Regardless of age, every plan for exercise should include four types of exercise. For more information about exercises later in life take a look at the National Institute for Aging’s Go4Life®

  1. Endurance exercises. Some good examples are walking, jogging, riding a bicycle, and swimming. These exercises generally make a person breathe harder and increase heart rate. Most of these exercises will also build strength of the larger leg muscles. This helps reduce falls and makes it easier to get up out of a chair.
  2. Strengthening exercises. This means exercise that includes challenging muscles against some resistance. This could be done using exercise equipment in a fitness center but it could also be accomplished using simple things like small weights or resistance bands. Or, without any added tools a person can use their own body weight through the activities listed in endurance exercises to increase strength.
  3. Balance exercises. Balance exercises are the most important to reduce fall risk. Balance exercise includes most exercise done on your feet that involved movement. This movement stimulates sensory input to your eyes, your vestibule system and through your joints. Tai chi is terrific – so is dancing.
  4. Flexibility exercises. Flexibility exercises include stretching and reaching. When the body is more flexible it is easier to bathe, dress and put on shoes.

Start slowly and build gradually. Some say a good way to add movement to the day is to get up and walk every hour. Just a walk around the house is a good start. Or, if your parent can’t walk alone around the house a few exercises done in a chair help. The main idea is do something today and maybe a bit more tomorrow. The American Heart Association recommends 150 minutes per week of moderate, active exercise. That might sound like a lot but is only about 21 minutes a day.

Unfortunately it doesn’t take a very long to lose muscle strength.
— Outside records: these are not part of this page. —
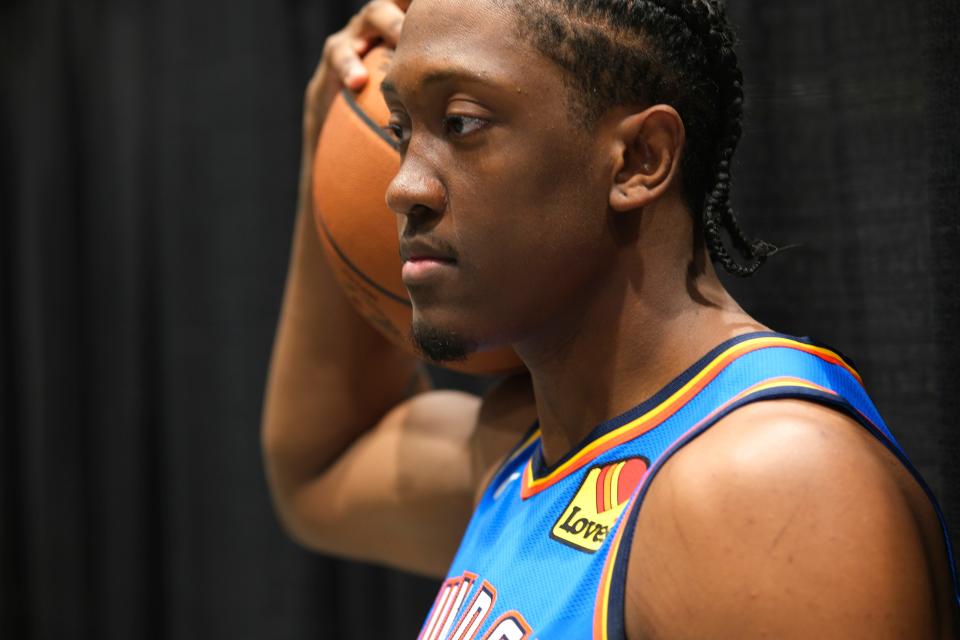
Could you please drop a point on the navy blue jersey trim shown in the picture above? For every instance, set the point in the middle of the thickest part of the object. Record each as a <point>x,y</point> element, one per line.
<point>615,621</point>
<point>539,466</point>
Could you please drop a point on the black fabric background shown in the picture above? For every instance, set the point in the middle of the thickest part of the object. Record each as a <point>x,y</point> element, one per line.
<point>148,164</point>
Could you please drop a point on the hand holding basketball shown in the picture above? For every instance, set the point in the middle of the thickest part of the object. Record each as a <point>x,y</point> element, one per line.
<point>341,64</point>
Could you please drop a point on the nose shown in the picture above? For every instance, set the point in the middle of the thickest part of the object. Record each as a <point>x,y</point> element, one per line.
<point>415,190</point>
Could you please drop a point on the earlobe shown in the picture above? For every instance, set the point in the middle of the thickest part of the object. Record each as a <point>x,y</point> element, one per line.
<point>648,150</point>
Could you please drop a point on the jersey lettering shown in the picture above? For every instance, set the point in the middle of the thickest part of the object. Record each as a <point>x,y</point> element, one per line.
<point>448,607</point>
<point>598,503</point>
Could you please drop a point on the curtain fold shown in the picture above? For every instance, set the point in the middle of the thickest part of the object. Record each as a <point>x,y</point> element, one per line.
<point>148,167</point>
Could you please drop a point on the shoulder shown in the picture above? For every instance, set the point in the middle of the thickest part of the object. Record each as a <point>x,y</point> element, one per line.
<point>785,519</point>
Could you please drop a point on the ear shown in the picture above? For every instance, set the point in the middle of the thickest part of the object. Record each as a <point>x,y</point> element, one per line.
<point>647,147</point>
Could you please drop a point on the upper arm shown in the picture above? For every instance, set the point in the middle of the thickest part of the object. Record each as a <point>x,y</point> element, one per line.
<point>786,520</point>
<point>402,493</point>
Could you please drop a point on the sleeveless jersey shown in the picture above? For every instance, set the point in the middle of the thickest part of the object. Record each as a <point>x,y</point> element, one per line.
<point>545,554</point>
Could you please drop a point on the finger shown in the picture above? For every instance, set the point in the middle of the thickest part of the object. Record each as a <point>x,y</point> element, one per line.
<point>384,19</point>
<point>346,63</point>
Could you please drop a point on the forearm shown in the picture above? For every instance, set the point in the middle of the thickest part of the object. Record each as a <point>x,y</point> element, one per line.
<point>331,378</point>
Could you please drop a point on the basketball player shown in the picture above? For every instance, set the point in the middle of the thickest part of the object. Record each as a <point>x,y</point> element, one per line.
<point>688,473</point>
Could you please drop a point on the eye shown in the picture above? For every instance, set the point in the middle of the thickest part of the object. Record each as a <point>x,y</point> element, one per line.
<point>459,126</point>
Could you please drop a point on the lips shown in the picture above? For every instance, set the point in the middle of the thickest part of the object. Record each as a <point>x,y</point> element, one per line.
<point>419,249</point>
<point>425,259</point>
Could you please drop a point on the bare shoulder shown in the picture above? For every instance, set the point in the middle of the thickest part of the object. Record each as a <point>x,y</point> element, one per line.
<point>787,519</point>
An illness confining a person to bed for a few days can lead to serious muscle loss resulting in weakness, lack of stamina and poor balance. It takes a long time to build muscle strength and endurance so this will require patience and persistence. It is not unusual for an older person to work on strengthening exercises at least twice a week for three months before seeing noticeable improvement.

Before your parent starts a new exercise program the two of you should talk with her doctor to find out if there are any limits to be aware of, or any types of exercises that should be avoided. You might also ask for a referral to a physical therapist who can set up an exercise plan and help your parent decide how to add exercise into her daily routine. It is not unusual for a physical therapist or an exercise trainer to guide older adults to have a doable, successful exercise routine. Even if your parent has never been one to exercise, now is a good time to start.
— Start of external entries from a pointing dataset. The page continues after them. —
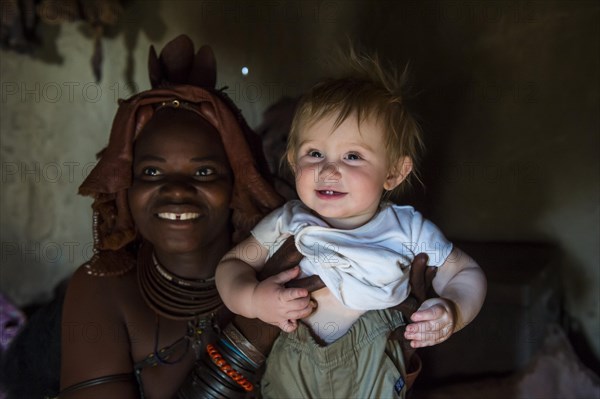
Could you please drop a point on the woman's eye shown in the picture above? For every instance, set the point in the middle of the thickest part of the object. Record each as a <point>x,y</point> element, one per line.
<point>205,172</point>
<point>150,172</point>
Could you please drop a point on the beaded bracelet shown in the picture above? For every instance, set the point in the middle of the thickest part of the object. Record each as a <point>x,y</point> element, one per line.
<point>226,368</point>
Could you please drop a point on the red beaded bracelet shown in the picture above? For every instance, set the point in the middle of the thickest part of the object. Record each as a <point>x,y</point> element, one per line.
<point>226,368</point>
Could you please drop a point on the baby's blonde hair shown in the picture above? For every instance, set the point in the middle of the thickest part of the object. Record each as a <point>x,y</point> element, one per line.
<point>366,90</point>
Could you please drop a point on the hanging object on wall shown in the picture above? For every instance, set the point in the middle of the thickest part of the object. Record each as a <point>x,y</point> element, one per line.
<point>20,18</point>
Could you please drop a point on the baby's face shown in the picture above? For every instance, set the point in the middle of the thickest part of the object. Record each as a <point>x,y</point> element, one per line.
<point>182,184</point>
<point>341,172</point>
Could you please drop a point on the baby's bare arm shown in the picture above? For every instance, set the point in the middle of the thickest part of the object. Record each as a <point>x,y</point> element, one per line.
<point>462,286</point>
<point>267,300</point>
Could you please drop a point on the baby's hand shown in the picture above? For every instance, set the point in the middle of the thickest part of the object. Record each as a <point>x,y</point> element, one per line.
<point>275,304</point>
<point>433,323</point>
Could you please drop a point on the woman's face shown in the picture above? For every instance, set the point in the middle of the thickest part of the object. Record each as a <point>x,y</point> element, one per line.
<point>182,184</point>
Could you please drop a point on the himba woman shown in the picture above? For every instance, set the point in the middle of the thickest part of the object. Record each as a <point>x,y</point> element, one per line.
<point>183,178</point>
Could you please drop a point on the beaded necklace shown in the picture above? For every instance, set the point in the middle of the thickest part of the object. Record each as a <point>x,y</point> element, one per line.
<point>177,298</point>
<point>172,296</point>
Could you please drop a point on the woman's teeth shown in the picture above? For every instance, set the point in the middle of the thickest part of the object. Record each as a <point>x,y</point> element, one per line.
<point>178,216</point>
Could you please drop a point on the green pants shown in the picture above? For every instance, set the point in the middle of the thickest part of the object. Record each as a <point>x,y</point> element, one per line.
<point>361,364</point>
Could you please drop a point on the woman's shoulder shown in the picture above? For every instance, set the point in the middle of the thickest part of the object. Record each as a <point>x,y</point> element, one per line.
<point>98,289</point>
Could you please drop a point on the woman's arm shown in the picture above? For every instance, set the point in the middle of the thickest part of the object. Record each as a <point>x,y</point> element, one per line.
<point>94,340</point>
<point>462,286</point>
If your parent works with a physical therapist or a personal trainer the process will likely start with a few questions to understand where to begin. Questions like:

  • Are you often tired?
  • Can you climb a flight of stairs?
  • Can you walk one block?
  • Have you lost weight recently?
  • How is your appetite? Has it changed recently?
  • What kinds of activities do you do routinely? For example, gardening, taking a walk, playing ping pong, golfing.
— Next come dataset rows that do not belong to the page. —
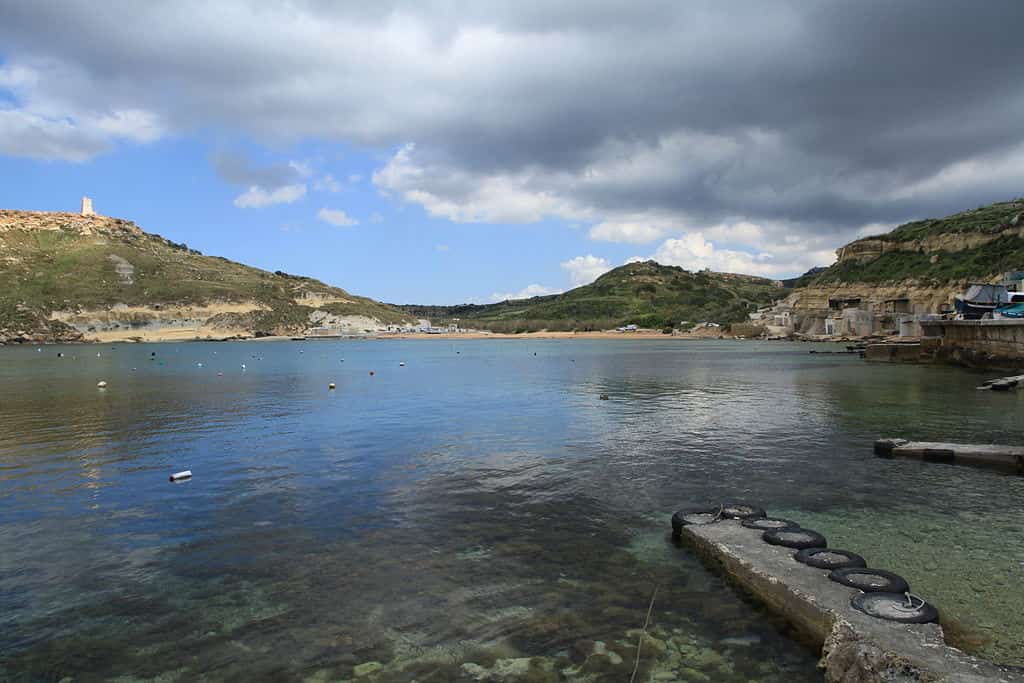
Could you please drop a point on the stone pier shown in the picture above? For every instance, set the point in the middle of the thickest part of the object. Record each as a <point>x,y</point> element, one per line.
<point>855,647</point>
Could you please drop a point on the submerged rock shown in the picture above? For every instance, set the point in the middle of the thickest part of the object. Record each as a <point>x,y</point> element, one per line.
<point>367,668</point>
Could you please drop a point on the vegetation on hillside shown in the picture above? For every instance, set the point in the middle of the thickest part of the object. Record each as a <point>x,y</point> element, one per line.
<point>985,219</point>
<point>934,265</point>
<point>43,270</point>
<point>645,294</point>
<point>978,263</point>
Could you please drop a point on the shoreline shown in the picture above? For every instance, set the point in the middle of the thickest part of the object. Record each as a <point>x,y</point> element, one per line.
<point>444,336</point>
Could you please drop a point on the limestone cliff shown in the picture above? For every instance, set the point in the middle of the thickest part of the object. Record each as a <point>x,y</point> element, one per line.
<point>68,276</point>
<point>918,267</point>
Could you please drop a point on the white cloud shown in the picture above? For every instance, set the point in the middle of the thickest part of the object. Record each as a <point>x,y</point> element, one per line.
<point>336,217</point>
<point>327,183</point>
<point>464,197</point>
<point>525,293</point>
<point>694,252</point>
<point>43,126</point>
<point>627,230</point>
<point>585,269</point>
<point>257,198</point>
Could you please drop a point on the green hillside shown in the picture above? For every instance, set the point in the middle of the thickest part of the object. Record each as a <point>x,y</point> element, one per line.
<point>646,294</point>
<point>53,261</point>
<point>976,245</point>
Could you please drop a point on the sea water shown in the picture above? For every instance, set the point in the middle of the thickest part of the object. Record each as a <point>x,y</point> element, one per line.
<point>475,514</point>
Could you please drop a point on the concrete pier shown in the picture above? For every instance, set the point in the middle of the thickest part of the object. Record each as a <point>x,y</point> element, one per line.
<point>855,647</point>
<point>978,343</point>
<point>1005,458</point>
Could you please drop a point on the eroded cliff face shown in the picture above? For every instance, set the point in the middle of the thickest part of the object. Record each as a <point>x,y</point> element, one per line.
<point>924,264</point>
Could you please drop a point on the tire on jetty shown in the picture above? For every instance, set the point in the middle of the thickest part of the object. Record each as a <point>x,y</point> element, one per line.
<point>798,539</point>
<point>742,511</point>
<point>827,558</point>
<point>694,515</point>
<point>870,581</point>
<point>895,607</point>
<point>769,523</point>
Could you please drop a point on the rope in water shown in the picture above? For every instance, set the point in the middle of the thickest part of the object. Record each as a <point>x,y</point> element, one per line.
<point>643,632</point>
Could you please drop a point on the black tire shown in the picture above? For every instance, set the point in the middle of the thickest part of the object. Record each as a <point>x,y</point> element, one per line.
<point>741,511</point>
<point>686,516</point>
<point>797,539</point>
<point>870,581</point>
<point>891,606</point>
<point>769,523</point>
<point>826,558</point>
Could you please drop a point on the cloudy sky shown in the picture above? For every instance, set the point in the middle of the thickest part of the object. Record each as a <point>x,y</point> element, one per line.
<point>443,152</point>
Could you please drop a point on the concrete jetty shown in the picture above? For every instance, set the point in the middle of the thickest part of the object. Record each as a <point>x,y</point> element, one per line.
<point>1005,458</point>
<point>855,647</point>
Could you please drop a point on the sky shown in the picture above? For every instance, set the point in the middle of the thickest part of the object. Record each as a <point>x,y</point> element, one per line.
<point>440,152</point>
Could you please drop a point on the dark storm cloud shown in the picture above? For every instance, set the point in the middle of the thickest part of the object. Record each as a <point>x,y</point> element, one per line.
<point>823,115</point>
<point>238,169</point>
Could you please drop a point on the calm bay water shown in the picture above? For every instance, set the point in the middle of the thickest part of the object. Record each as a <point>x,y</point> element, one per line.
<point>478,507</point>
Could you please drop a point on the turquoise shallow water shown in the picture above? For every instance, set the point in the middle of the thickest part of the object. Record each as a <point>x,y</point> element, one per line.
<point>476,513</point>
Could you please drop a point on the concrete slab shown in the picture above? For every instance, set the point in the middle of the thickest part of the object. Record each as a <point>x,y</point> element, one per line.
<point>855,647</point>
<point>1005,458</point>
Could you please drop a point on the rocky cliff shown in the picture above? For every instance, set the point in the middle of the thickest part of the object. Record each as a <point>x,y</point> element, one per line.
<point>922,265</point>
<point>66,276</point>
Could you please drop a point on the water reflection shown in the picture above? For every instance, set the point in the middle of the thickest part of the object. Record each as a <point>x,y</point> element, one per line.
<point>477,506</point>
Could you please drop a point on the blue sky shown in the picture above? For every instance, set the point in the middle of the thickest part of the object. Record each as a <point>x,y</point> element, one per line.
<point>396,252</point>
<point>442,152</point>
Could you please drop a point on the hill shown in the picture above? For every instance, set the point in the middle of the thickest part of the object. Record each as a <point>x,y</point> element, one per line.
<point>69,276</point>
<point>646,294</point>
<point>976,245</point>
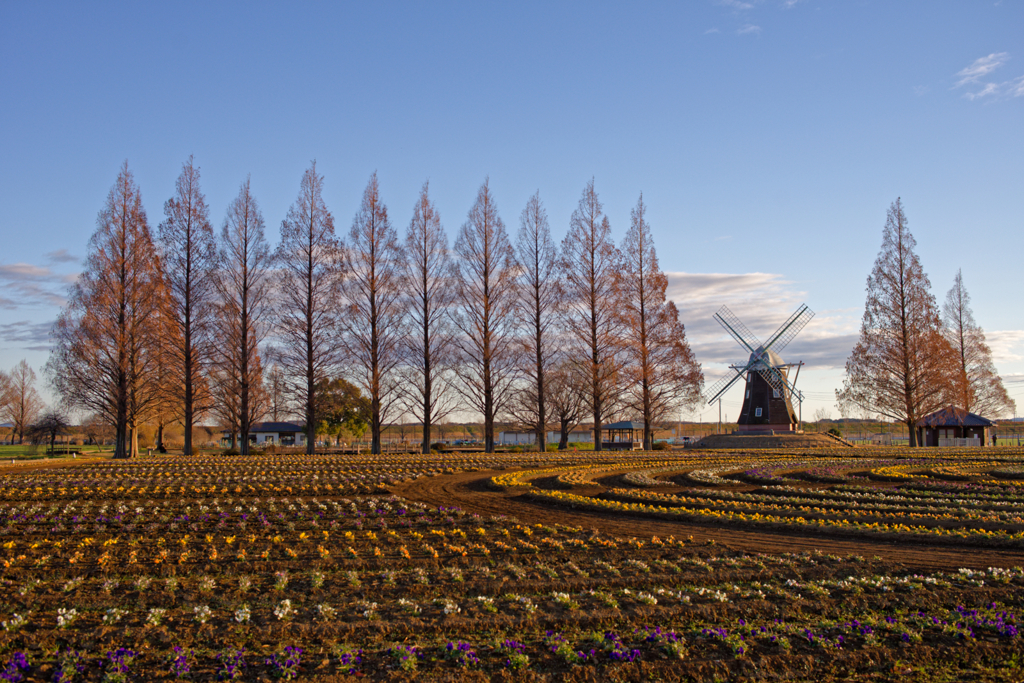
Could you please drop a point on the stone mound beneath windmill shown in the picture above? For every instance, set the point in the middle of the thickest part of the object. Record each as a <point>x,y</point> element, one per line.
<point>768,441</point>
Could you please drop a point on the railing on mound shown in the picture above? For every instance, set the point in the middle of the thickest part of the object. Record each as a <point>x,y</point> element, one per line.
<point>960,442</point>
<point>838,439</point>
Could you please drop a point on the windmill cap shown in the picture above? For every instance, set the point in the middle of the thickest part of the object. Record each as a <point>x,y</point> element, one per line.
<point>770,356</point>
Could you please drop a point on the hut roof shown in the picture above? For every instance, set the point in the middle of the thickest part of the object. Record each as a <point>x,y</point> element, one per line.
<point>953,417</point>
<point>624,425</point>
<point>263,427</point>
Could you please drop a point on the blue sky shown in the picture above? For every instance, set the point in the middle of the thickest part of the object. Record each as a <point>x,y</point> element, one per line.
<point>768,138</point>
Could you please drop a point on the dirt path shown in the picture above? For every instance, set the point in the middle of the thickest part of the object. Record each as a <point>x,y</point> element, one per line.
<point>469,491</point>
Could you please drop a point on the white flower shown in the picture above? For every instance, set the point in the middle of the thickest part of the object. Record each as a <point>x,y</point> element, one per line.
<point>284,610</point>
<point>114,615</point>
<point>14,623</point>
<point>242,614</point>
<point>202,613</point>
<point>66,616</point>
There are lots of ways to build exercise into a daily routine. Some do better when they exercise with other people. Places like Senior Centers, Assisted Living and Nursing Homes have exercise programs. There are classes at fitness centers and YMCAs.

Organized exercise routines are not the only way to add exercise into the day. Ordinary activities of daily living are also exercise. Activities like cleaning the house, raking the lawn, walking the dog, or chasing grandchildren.

Even a person well into her nineties can benefit from exercise. I know of one 94 year old who even has a personal trainer. You know the Nike slogan – Just do it! Or as the Romans used to say, perge movere (keep moving).